In the Tinkercad Circuits components panel, drag components to add to your workplane to recreate the circuit shown.

Create wires connecting Arduino's 5V pin with the red (+) power rail on your breadboard, and likewise GND with the black (-) ground rail.

To change your wire colors, select the color in the inspector, or use the number keys on your keyboard to quickly switch between colors. Wire connections to 5V are typically red, and those connected to ground are black.

Position your LEDs so the legs go to two different rows of the breadboard.

Attach wires to any of the holes in the same row to make an electrical connection. Just like before, we want to connect the LED and resistor in series to pin 13 and ground.

Add a few more LEDs to this circuit, along with their companion resistors. For each, connect one end to ground and the other to a different digital input pin on the Arduino board, and customize the wire color.

Double click along the wires to create bends and move them to tidy up your circuit.

Hint: Although you may be tempted to consolidate and use a single resistor for all three LEDs, don't! Each LED needs its own resistor since they don't draw exactly the same amount of current as each other.

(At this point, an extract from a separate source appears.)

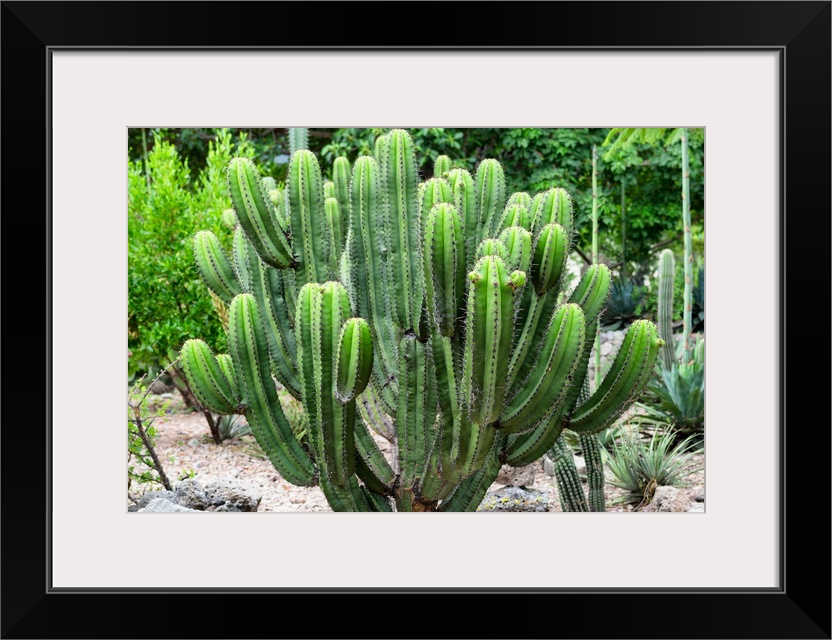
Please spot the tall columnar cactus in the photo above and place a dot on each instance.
(688, 248)
(444, 334)
(667, 272)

Extra credit: you can learn more about LEDs in the free Instructables LEDs and Lighting class.

Step 2: Code With Blocks

In Tinkercad Circuits, it's easy to use code blocks to create an animation effect. Click the "Code" button to open the code editor.

Click on the variable category in the code editor.

To make the speed of the animation adjustable, create a variable that will serve as the amount of time between state changes. Name the variable "animationSpeed”.

At the beginning of the program, set the variable to your desired time, in milliseconds.

Drag the new variable animationSpeed onto the wait block to set the wait time to whatever animationSpeed is set to. Don't forget to adjust the dropdown menu from "seconds" to "milliseconds."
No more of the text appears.